It is difficult to give a “one-size-fits-all” answer to that question, but competitiveness should be one of the desired characteristics. If a company has some asset or quality that keeps its competitors at bay (for example, a patent or high switching costs), then this can last for a very long time. This is doubly the case if the sector in which the company operates has a long future ahead of it.
Over the past few years, I’ve tried to weight my portfolio more and more aggressively toward “long-term investments.” My reasons for doing this include the fact that inactive investment strategies tend to outperform active ones over the longer term, and the fact that holding stocks long-term has lower trading costs and takes less task-related time than active trading. In keeping with that observation, here’s an unstoppable stock that I want to keep riding for decades to come.
Brookfield
Brookfield Corp (TSX:BN) is a company with so many upsides that it’s hard to imagine it wouldn’t last for decades. Its benefits include strong brand recognition (among the wealthy global investors it caters to); excellent leadership; operational synergies (different segments complement each other’s strengths); and excellent positioning.
One of Brookfield’s biggest advantages is the simple fact that it is so important to the North American economy.
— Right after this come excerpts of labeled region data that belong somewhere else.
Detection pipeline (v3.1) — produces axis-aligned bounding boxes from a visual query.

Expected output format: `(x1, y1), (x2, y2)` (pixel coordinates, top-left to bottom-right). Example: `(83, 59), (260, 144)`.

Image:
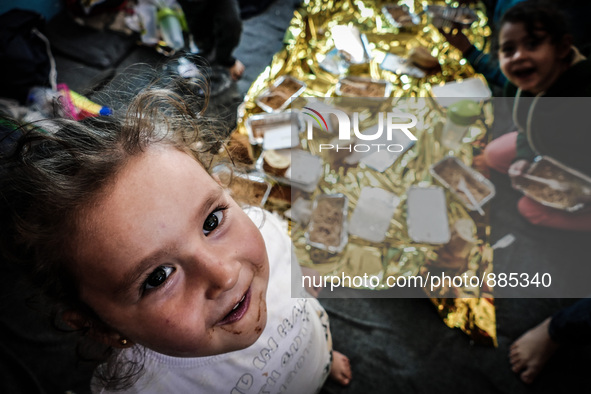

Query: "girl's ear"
(62, 309), (134, 349)
(211, 174), (224, 187)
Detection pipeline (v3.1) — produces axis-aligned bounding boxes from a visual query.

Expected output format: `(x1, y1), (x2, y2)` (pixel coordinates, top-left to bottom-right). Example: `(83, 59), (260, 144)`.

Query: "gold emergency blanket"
(238, 0), (496, 345)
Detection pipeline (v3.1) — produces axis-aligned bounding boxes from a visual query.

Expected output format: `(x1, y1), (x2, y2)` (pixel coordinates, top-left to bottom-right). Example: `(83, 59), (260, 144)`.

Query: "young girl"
(0, 83), (351, 393)
(484, 1), (591, 231)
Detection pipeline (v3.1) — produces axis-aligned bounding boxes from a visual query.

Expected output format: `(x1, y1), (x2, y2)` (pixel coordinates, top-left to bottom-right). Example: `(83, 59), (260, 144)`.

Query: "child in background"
(484, 1), (591, 231)
(0, 81), (351, 394)
(179, 0), (244, 81)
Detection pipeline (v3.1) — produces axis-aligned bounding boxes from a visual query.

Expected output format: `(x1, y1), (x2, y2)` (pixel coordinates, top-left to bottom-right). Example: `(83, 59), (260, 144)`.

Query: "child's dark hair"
(499, 0), (570, 49)
(0, 77), (227, 388)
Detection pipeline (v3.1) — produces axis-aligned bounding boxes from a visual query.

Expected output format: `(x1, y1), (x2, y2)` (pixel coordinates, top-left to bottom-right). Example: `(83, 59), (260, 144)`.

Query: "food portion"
(307, 195), (347, 250)
(517, 159), (591, 209)
(258, 77), (304, 110)
(338, 77), (389, 97)
(408, 47), (439, 70)
(214, 166), (271, 206)
(432, 157), (494, 209)
(427, 5), (478, 29)
(230, 176), (270, 206)
(263, 149), (291, 177)
(383, 4), (416, 27)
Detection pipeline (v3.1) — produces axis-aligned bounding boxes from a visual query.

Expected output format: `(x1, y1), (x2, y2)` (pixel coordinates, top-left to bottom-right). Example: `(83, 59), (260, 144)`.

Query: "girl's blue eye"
(144, 265), (174, 290)
(203, 210), (224, 236)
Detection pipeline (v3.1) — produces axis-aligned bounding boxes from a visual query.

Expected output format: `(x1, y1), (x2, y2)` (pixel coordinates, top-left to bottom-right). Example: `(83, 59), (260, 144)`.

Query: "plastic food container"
(304, 193), (348, 253)
(330, 25), (371, 64)
(515, 156), (591, 212)
(429, 156), (496, 211)
(425, 5), (478, 29)
(406, 186), (451, 244)
(336, 77), (392, 98)
(213, 165), (271, 207)
(441, 100), (482, 149)
(244, 111), (306, 145)
(382, 4), (421, 28)
(255, 75), (306, 113)
(349, 187), (400, 242)
(255, 149), (324, 193)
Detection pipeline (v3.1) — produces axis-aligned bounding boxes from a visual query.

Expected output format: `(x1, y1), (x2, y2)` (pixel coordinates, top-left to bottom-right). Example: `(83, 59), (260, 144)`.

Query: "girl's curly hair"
(0, 75), (235, 389)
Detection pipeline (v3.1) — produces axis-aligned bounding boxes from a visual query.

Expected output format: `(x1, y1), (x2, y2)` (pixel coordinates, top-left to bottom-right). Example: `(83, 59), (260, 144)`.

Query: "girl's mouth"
(217, 287), (251, 326)
(512, 67), (536, 79)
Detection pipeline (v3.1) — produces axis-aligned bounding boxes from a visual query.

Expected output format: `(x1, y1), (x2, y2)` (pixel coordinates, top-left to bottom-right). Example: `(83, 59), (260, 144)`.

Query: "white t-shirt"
(93, 208), (331, 394)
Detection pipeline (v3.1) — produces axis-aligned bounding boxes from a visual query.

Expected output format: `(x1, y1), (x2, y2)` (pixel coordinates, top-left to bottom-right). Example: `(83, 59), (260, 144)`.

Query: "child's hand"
(507, 159), (529, 187)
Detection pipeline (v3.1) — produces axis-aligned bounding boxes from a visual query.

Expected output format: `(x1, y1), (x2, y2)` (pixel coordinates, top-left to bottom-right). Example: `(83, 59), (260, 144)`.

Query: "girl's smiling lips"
(216, 287), (251, 326)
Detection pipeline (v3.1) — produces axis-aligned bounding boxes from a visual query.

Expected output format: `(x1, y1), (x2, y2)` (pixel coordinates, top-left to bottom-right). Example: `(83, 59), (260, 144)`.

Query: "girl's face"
(75, 146), (269, 357)
(499, 22), (570, 94)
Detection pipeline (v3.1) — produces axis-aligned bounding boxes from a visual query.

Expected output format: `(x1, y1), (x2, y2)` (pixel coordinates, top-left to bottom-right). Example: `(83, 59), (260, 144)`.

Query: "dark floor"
(0, 0), (591, 393)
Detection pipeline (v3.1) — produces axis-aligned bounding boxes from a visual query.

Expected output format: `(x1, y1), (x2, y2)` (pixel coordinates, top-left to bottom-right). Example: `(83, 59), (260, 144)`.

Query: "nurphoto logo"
(303, 107), (417, 152)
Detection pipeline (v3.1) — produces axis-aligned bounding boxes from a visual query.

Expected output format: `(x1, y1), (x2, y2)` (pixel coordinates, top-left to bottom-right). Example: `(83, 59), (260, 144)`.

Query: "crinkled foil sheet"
(238, 0), (496, 345)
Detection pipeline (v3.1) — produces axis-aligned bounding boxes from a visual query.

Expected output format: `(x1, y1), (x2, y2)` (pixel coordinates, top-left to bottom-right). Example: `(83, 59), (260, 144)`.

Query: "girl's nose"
(197, 250), (240, 299)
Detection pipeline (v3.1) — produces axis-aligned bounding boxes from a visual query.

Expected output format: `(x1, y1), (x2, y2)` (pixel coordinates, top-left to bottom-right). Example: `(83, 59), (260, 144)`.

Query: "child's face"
(499, 22), (570, 94)
(75, 147), (269, 357)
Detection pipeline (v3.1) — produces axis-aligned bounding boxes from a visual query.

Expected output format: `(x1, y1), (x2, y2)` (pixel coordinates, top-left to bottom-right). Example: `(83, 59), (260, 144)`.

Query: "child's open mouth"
(217, 287), (250, 326)
(512, 67), (536, 79)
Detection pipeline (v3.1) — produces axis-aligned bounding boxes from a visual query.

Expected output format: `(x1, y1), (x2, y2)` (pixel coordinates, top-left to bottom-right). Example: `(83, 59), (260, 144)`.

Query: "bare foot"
(230, 60), (244, 81)
(330, 350), (353, 386)
(509, 318), (558, 383)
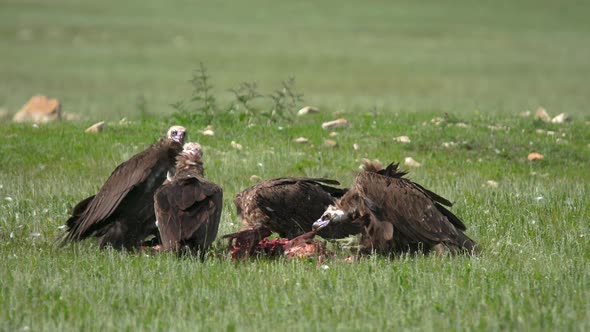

The company owns numerous valuable infrastructure assets across the continent, and even around the world. These include power generation facilities in Canada, artificial intelligence (AI) data centers in the US and real estate in both countries. In addition, the company owns transmission towers, wind and solar farms in various countries around the world.
Brookfield’s edge
Because the country builds and invests in ‘hard assets’ that countries need – not ‘want’ need — Brookfield has an enviable reputation with governments and organizations around the world. In October, the company’s CEO, Bruce Flatt, helped broker an $80 billion deal between the U.S. government and Westinghouse to build a fleet of nuclear reactors (Westinghouse is jointly owned by Brookfield and Cameco). Before that deal was announced, Brookfield Renewable Partners (TSX:BEP.UN) has entered into agreements to provide clean energy Alphabet And Microsoft. Additionally, the company is currently working with the Qatari government on a $20 billion AI investment fund.
The above is just a small sample of the large, prestigious entities that do business with Brookfield. Brookfield got these impressive connections largely by emphasizing hard asset building, which was unusual a few decades ago when Bruce Flatt took over as CEO. At the time, the idea was that software companies were better because they had less maintenance costs, depreciation, etc. Now, however, many of the luxury tech companies look very much looking to build ‘commodity’ AI chatbots, while Brookfield’s investments in hard assets appear increasingly important to the world’s governments, which are obsessed with overtaking China in heavy industry.
The bottom line
The bottom line is that Brookfield is a company with an extremely enviable competitive position that will last for decades. With a stellar reputation, a synergistic ecosystem and hundreds of billions in capital to invest, the country is likely to remain a major player in global finance for some time to come.